エースの座は譲らない。夏に向けた調整と他投手の台頭を目的に春季県大会はベンチを外れていた智弁和歌山の渡辺が、3月30日のセンバツ決勝以来の公式戦で6回6安打1失点。「外れるということは、戻ってきたときに結果を出さないと『何やってたんだ』と言われるので。そこは結果にこだわった」と振り返った。

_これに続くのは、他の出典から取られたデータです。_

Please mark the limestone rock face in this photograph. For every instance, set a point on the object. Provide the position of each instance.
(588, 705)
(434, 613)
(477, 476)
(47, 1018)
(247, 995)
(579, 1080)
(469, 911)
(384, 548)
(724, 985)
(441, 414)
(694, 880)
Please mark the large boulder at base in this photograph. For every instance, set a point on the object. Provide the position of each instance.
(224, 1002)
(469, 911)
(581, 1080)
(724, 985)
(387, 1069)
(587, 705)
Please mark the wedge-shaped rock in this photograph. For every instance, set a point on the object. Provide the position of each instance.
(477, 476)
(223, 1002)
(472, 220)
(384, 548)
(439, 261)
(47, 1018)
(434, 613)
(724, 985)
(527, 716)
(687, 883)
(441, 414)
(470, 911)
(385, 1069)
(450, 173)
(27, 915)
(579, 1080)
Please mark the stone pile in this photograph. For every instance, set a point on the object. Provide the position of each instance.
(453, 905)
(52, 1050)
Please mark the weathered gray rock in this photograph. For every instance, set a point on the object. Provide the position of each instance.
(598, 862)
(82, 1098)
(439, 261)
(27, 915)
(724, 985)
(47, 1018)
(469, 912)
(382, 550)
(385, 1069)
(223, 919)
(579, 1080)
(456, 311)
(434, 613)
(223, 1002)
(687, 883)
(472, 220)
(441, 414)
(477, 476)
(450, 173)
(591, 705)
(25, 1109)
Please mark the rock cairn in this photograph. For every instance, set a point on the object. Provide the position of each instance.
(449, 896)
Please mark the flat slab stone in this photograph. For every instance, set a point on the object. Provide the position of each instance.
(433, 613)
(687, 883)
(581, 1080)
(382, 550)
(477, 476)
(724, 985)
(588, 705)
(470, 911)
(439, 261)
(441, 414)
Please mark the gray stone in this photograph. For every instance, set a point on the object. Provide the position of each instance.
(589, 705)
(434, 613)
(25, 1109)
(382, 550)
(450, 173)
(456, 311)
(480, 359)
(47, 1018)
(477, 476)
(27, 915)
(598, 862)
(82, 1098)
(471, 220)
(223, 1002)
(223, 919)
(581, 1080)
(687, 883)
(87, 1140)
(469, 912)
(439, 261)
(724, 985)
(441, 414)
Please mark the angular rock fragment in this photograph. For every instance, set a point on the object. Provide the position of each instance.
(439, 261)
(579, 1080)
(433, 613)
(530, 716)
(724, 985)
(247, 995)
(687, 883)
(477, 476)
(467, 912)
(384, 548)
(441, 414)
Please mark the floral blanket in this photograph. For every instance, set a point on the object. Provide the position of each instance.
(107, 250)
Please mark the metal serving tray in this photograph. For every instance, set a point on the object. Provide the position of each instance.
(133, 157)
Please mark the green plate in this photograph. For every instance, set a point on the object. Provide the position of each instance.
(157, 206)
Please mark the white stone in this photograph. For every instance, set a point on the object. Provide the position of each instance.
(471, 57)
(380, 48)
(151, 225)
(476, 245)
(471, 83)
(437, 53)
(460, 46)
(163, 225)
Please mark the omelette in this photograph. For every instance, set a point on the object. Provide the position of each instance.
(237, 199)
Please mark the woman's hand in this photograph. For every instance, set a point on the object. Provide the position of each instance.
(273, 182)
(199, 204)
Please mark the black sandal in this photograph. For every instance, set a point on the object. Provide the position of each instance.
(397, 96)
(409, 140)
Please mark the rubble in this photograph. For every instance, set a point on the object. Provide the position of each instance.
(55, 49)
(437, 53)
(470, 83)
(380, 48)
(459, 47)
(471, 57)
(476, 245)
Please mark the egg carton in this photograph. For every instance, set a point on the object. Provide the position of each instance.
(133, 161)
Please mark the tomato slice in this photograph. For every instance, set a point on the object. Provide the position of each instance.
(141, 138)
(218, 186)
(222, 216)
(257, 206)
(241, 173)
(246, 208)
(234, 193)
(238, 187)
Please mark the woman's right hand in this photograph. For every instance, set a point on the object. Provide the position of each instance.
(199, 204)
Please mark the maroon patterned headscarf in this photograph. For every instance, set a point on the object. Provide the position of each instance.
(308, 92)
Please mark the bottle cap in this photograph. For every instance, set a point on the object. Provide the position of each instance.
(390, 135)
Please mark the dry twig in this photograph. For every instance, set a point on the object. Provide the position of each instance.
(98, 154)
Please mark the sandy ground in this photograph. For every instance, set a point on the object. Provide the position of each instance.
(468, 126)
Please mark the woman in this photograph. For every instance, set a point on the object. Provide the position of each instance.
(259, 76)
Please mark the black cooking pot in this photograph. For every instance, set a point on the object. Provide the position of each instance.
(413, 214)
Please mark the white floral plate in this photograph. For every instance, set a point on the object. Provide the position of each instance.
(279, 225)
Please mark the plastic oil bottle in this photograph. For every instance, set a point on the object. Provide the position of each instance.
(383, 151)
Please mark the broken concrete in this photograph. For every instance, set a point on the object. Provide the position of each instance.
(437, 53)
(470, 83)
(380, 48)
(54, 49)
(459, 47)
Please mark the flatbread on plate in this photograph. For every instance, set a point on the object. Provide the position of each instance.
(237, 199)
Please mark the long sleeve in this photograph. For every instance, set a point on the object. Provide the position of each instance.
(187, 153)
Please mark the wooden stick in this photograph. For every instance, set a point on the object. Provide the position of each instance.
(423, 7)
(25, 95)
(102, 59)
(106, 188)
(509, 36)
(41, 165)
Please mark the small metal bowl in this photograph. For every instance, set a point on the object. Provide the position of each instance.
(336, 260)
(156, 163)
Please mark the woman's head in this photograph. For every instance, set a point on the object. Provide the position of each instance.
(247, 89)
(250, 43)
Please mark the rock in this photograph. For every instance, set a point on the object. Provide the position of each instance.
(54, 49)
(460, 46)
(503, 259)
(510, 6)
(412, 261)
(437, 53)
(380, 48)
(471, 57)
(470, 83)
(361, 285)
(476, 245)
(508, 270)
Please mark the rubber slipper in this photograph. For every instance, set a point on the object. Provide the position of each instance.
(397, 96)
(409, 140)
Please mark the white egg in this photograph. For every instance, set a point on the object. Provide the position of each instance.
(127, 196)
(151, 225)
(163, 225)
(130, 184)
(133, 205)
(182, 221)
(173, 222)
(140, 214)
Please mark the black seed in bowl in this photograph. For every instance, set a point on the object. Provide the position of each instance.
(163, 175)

プレーボール直後に左中間へ二塁打を浴びていきなりピンチを招くなど、2回以外は毎回得点圏に走者を背負った。ただ、「ギアを使い分けて投げられた」と、崩れることはなく5回まで無失点。6回に1失点したが、その後の2死一、三塁を遊ゴロに抑え、県大会5試合47得点を挙げた天理打線に反撃の隙を与えなかった。
センバツでは、全5試合に先発も、横浜(神奈川)との決勝では5回2/3を9失点(自責3)と力尽きた。「徐々に力がなくなっていく部分があった。もう一つ、体をつくらないと夏は戦えない」。大会だけではなく、日々の練習でもアップ以降は全体練習から離れてウェートトレーニングをするなど、体づくりを徹底。既に筋肉量は2キロ増えていると言い、「力を入れなくてもボールがいく感覚がある」と成長を実感している。
昨年の近畿大会は春秋ともに決勝で敗れて準優勝。右腕は「ずっと優勝し切れずに終わっている。夏につなげるためにも、この春の近畿で優勝したい」と、まずは3年ぶりの近畿王者に照準を合わせた。(瀬川 楓花)
◆渡辺 颯人(わたなべ・はやと)2007年6月23日、横浜市生まれ。17歳。小1から野球を始め、6年時にDeNAジュニア入り。中学時代は世田谷西シニアに所属し、3年時にジャイアンツカップで大会史上初の完全試合を達成。U—15W杯(メキシコ)にも出場。高校では1年春から内野手としてベンチ入り。2年春から背番号1。今春のセンバツは全5試合に登板し、準優勝に貢献。最速145キロ。変化球はカーブ、スライダー、チェンジアップ、ツーシーム。180センチ、92キロ。右投右打。好きな有名人は今田美桜。
〇…U—18日本代表候補の天理・赤埴幸輝遊撃手(3年)は、1—7の8回1死一塁で右前打。その後の追加点につなげるも、反撃とはならず「自分たちの野球ができなかったので、そこが一番、悔いが残る」と肩を落とした。今秋ドラフト候補に挙げられていたが、卒業後は社会人野球に進むと表明。最後の夏に向け、「守備の正確性、打撃でも一球で仕留める強さを磨いていきたい」と意気込んだ。